UC Berkeley

Abstract

Testing the role of arbuscular mycorrhizal fungi in plant adaptation to serpentine soil

by

Shannon Peters Schechter

Doctor of Philosophy in Microbiology

University of California, Berkeley

Professor Thomas D. Bruns, Chair

This dissertation explores a new theoretical and experimental framework in which plant edaphic adaptation is mediated through arbuscular mycorrhizal fungi (AMF). The first chapter describes the primary ecological relationship between adapted plants and AMF by examining the AMF assemblages associated with field populations of serpentine and non-serpentine adapted ecotypes of California native plant Collinsia sparsiflora. The second chapter tests for plant-fungal specificity between C. sparsiflora ecotypes and serpentine and non-serpentine AMF using a common garden greenhouse experiment. Chapter three tests if soil edaphic factors alone could shape distinct serpentine and non-serpentine AMF assemblages by sampling non-C. sparsiflora root AMF assemblages from adjacent serpentine and non-serpentine sites. The final chapter addresses the functional role of AMF in serpentine adaptation with a greenhouse experiment using serpentine and non-serpentine AMF and C. sparsiflora ecotypes grown in sterilized serpentine soil.

I found that serpentine and non-serpentine adapted ecotypes of C. sparsiflora associate with distinct AMF assemblages- an Acaulospora 1OTU- dominated serpentine, and a Glomus 1 OTU-dominated non-serpentine plant ecotype AMF assemblage (Chapter 1). However, I also found a relationship between plant ecotype AMF assemblage and soil nutrients. Thus, this distinction between plant ecotype AMF assemblages might be explained two ways: 1) the plant ecotypes have a high specificity for particular AM fungi within a ubiquitous soil assemblage or 2) the plant ecotypes were tapping non-specifically into AMF assemblages shaped by edaphic factors.
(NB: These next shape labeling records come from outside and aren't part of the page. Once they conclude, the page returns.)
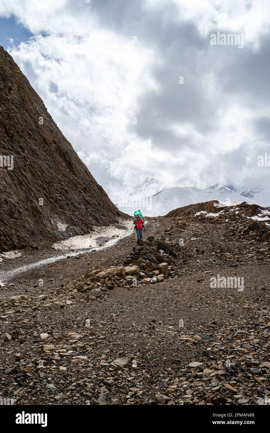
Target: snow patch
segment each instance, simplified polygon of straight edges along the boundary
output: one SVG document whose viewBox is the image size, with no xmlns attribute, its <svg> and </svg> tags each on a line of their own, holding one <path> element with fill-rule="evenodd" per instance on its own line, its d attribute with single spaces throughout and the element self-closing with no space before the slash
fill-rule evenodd
<svg viewBox="0 0 270 433">
<path fill-rule="evenodd" d="M 112 225 L 108 227 L 94 227 L 93 231 L 88 234 L 74 236 L 69 239 L 56 242 L 52 246 L 55 249 L 61 251 L 74 251 L 87 248 L 97 249 L 97 247 L 99 248 L 98 240 L 100 238 L 110 238 L 106 245 L 109 246 L 108 242 L 110 242 L 110 245 L 113 245 L 119 239 L 131 234 L 134 230 L 134 226 L 132 226 L 130 221 L 125 220 L 122 221 L 120 224 L 117 224 L 119 225 L 122 226 L 123 228 Z"/>
<path fill-rule="evenodd" d="M 2 252 L 0 254 L 0 259 L 1 262 L 3 260 L 9 260 L 11 259 L 16 259 L 17 257 L 20 257 L 22 256 L 22 253 L 17 250 L 14 250 L 13 251 L 8 251 L 7 252 Z"/>
</svg>

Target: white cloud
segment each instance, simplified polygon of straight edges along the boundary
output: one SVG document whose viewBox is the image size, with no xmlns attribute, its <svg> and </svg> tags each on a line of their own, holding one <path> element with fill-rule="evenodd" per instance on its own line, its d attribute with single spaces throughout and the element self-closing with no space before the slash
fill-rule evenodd
<svg viewBox="0 0 270 433">
<path fill-rule="evenodd" d="M 13 14 L 34 35 L 11 45 L 10 54 L 113 200 L 166 186 L 260 179 L 256 149 L 265 142 L 254 123 L 270 113 L 267 95 L 257 76 L 250 82 L 248 67 L 255 52 L 262 61 L 264 55 L 268 2 L 119 4 L 0 5 L 0 16 Z M 209 32 L 237 29 L 245 34 L 244 50 L 210 46 Z"/>
</svg>

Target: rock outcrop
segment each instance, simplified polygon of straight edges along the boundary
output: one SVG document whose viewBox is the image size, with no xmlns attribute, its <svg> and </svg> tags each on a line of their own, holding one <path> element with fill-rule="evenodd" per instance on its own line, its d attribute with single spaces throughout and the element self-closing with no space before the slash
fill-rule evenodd
<svg viewBox="0 0 270 433">
<path fill-rule="evenodd" d="M 85 234 L 124 215 L 2 47 L 0 112 L 0 252 Z"/>
</svg>

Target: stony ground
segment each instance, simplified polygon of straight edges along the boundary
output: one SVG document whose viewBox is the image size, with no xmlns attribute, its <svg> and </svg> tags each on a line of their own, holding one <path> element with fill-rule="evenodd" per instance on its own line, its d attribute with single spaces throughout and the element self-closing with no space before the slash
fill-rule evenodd
<svg viewBox="0 0 270 433">
<path fill-rule="evenodd" d="M 176 276 L 164 282 L 108 290 L 94 301 L 91 292 L 76 290 L 88 270 L 122 264 L 134 246 L 132 236 L 21 274 L 3 288 L 0 397 L 18 404 L 265 401 L 269 244 L 231 238 L 211 221 L 186 222 L 183 228 L 175 220 L 149 220 L 145 239 L 183 239 L 185 262 L 176 259 Z M 26 252 L 20 264 L 42 255 Z M 244 277 L 244 290 L 211 288 L 218 274 Z"/>
</svg>

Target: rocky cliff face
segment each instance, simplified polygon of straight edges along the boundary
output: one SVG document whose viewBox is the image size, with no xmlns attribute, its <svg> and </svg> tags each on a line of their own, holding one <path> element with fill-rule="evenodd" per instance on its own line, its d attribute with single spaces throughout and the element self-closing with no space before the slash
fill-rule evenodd
<svg viewBox="0 0 270 433">
<path fill-rule="evenodd" d="M 123 215 L 0 47 L 0 252 L 85 234 Z"/>
</svg>

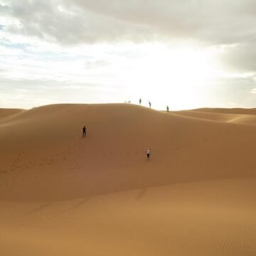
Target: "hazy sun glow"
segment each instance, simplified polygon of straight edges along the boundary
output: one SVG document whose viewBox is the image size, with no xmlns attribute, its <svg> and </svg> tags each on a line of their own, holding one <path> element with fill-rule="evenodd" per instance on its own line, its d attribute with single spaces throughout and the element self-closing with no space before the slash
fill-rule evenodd
<svg viewBox="0 0 256 256">
<path fill-rule="evenodd" d="M 126 87 L 132 100 L 144 97 L 154 101 L 157 109 L 169 105 L 172 109 L 191 108 L 203 100 L 193 97 L 204 92 L 218 73 L 215 52 L 210 49 L 154 47 L 131 63 Z M 200 95 L 200 93 L 199 93 Z M 202 104 L 204 102 L 202 102 Z"/>
</svg>

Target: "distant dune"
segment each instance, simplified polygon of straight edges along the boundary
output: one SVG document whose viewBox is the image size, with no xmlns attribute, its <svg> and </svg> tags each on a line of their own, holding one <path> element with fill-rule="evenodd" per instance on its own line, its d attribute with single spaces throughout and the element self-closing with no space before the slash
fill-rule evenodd
<svg viewBox="0 0 256 256">
<path fill-rule="evenodd" d="M 256 255 L 255 113 L 0 110 L 0 255 Z"/>
<path fill-rule="evenodd" d="M 23 110 L 20 109 L 0 109 L 0 119 L 21 113 Z"/>
</svg>

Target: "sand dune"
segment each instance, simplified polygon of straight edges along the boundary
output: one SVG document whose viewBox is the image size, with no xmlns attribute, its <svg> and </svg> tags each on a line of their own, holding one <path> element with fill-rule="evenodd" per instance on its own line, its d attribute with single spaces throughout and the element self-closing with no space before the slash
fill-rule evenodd
<svg viewBox="0 0 256 256">
<path fill-rule="evenodd" d="M 229 111 L 227 111 L 227 113 L 225 113 L 225 110 L 223 110 L 222 112 L 220 112 L 220 110 L 219 110 L 220 112 L 215 112 L 213 111 L 210 112 L 210 110 L 206 112 L 187 110 L 187 111 L 172 112 L 172 113 L 181 116 L 199 118 L 206 120 L 233 122 L 233 123 L 244 124 L 256 124 L 256 115 L 252 114 L 254 112 L 254 110 L 244 110 L 245 112 L 247 112 L 247 113 L 251 112 L 252 114 L 228 113 Z M 251 112 L 250 110 L 251 110 Z M 241 112 L 243 112 L 242 110 L 240 110 L 240 111 Z"/>
<path fill-rule="evenodd" d="M 255 127 L 191 112 L 57 105 L 0 119 L 1 255 L 255 255 Z"/>
<path fill-rule="evenodd" d="M 24 110 L 20 109 L 0 109 L 0 119 L 3 119 L 16 114 L 21 113 Z"/>
</svg>

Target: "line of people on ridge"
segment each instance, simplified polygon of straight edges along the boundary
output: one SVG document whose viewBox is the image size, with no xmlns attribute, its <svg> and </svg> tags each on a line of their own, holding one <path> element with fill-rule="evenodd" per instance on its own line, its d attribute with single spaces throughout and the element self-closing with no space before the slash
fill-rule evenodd
<svg viewBox="0 0 256 256">
<path fill-rule="evenodd" d="M 139 105 L 142 105 L 142 98 L 140 98 L 139 100 Z M 124 103 L 132 104 L 132 102 L 130 100 L 128 100 L 127 102 L 125 101 Z M 149 101 L 149 108 L 151 108 L 151 102 L 150 101 Z M 166 106 L 166 112 L 169 112 L 169 107 L 168 105 Z"/>
</svg>

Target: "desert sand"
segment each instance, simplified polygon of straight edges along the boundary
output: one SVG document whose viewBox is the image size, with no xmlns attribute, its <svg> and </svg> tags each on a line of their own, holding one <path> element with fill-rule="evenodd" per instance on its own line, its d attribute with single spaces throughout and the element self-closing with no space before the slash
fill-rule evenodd
<svg viewBox="0 0 256 256">
<path fill-rule="evenodd" d="M 256 255 L 255 114 L 0 110 L 0 255 Z"/>
</svg>

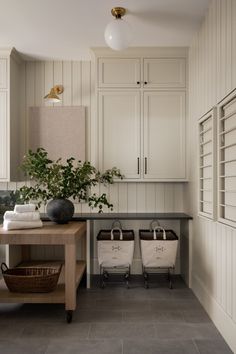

I tested the first scenario in Chapter 2 by growing C. sparsiflora serpentine and non-serpentine ecotypes in a common pool of serpentine and non-serpentine AMF and then identified the root AMF of each plant ecotype. I found that the mixing of serpentine and non-serpentine AMF soil inoculum as the source of the common garden resulted in a non-serpentine soil type. Consequently, while the C. sparsiflora ecotypes associated with distinct AMF assemblages within the common garden, overall the ecotype AMF assemblages resembled that of a non-serpentine soil (i.e. Glomus 1 dominated). Therefore, I found no evidence of host-specificity between C. sparsiflora serpentine and non-serpentine ecotypes and serpentine and non-serpentine AMF. However, these results do indicate that the soil may select the AM fungi and potential for host choice of AMF based on soil type is present.

I tested the second scenario in Chapter 3. I found that serpentine and non-serpentine AMF assemblages are distinct from each other. Variance partitioning analysis showed that both soil edaphic factors (33.5%), and plant assemblages (25.6%) drove the distinction between serpentine and non-serpentine AMF assemblages. This study confirms that there is a strong ecological relationship between AMF and plant tolerance to serpentine soil - plants growing in serpentine soil associate with serpentine-tolerant AMF taxa.

Finally, I tested for a functional difference between serpentine and non-serpentine AMF assemblages that directly impact C. sparsiflora growth and fitness on serpentine (Chapter 4). Only shoot dry weight showed a significant response to AMF source. I found that serpentine AMF significantly increased growth of hosts over non-serpentine AMF and AMF-free controls. This indicates that serpentine AMF have a specialized adaptation to serpentine conferring growth enhancement to hosts, but it is still unclear what this adaptation is or which function is contributing to growth enhancement. I also found trends that imply that C. sparsiflora serpentine adapted ecotypes have a greater response to AMF than non-serpentine ecotypes, but these trends were not significant.